If so it would have the old owen O inside a square mark.


----------



## PlaneDiggerCam (Apr 21, 2020)

ROBBYBOBBY64 said:


> After Owen merged with Illinois in 1929 they changed their mark to the diamond and O with an I in the middle. It took up to 2 years to change all there automatic bottling machines to the new mark.


I believe there are earlier variations too because mine has an earlier date code of 1931. I think the Owen's diamond mark was definitely used in 1929 based on the fact that this style of ketchup top was not commonly used in the late 1930s.


----------



## PlaneDiggerCam (Apr 21, 2020)

PlaneDiggerCam said:


> I believe there are earlier variations too because mine has an earlier date code of 1931. I think the Owen's diamond mark was definitely used in 1929 based on the fact that this style of ketchup top was not commonly used in the late 1930s.


Also because I have found other bottles to justify this.


----------



## ROBBYBOBBY64 (Apr 21, 2020)

Owens bottles are the easiest company to date.


----------



## PlaneDiggerCam (Apr 21, 2020)

ROBBYBOBBY64 said:


> Owens bottles are the easiest company to date.
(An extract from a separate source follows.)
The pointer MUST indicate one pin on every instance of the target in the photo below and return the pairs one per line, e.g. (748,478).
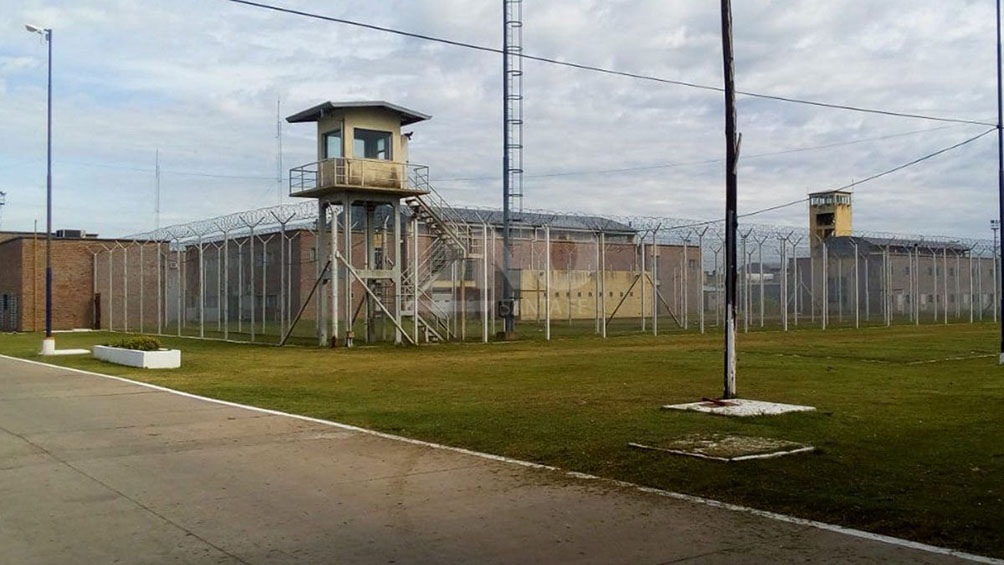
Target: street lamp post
(994,226)
(49,343)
Agreed, except the issue that some bottles can be either 1939 or 1929 or a 1949 because Owen's used the 9 mark each of these years.


----------



## ROBBYBOBBY64 (Apr 21, 2020)

PlaneDiggerCam said:


> I believe there are earlier variations too because mine has an earlier date code of 1931. I think the Owen's diamond mark was definitely used in 1929 based on the fact that this style of ketchup top was not commonly used in the late 1930s.





PlaneDiggerCam said:


> Agreed, except the issue that some bottles can be either 1939 or 1929 or a 1949 because Owen's used the 9 mark each of these years.


Owen merged with Illinois glass in 1930 not 1929 so it cannot be 1929. If it is 1939 to the right of the mark would be a 9 with no dot after the number. If it is 1949 to the right of the mark would be 9 then a dot.


----------



## PlaneDiggerCam (Apr 21, 2020)

ROBBYBOBBY64 said:


> Owen merged with Illinois glass in 1930 not 1929 so it cannot be 1929. If it is 1939 to the right of the mark would be a 9 with no dot after the number. If it is 1949 to the right of the mark would be 9 then a dot.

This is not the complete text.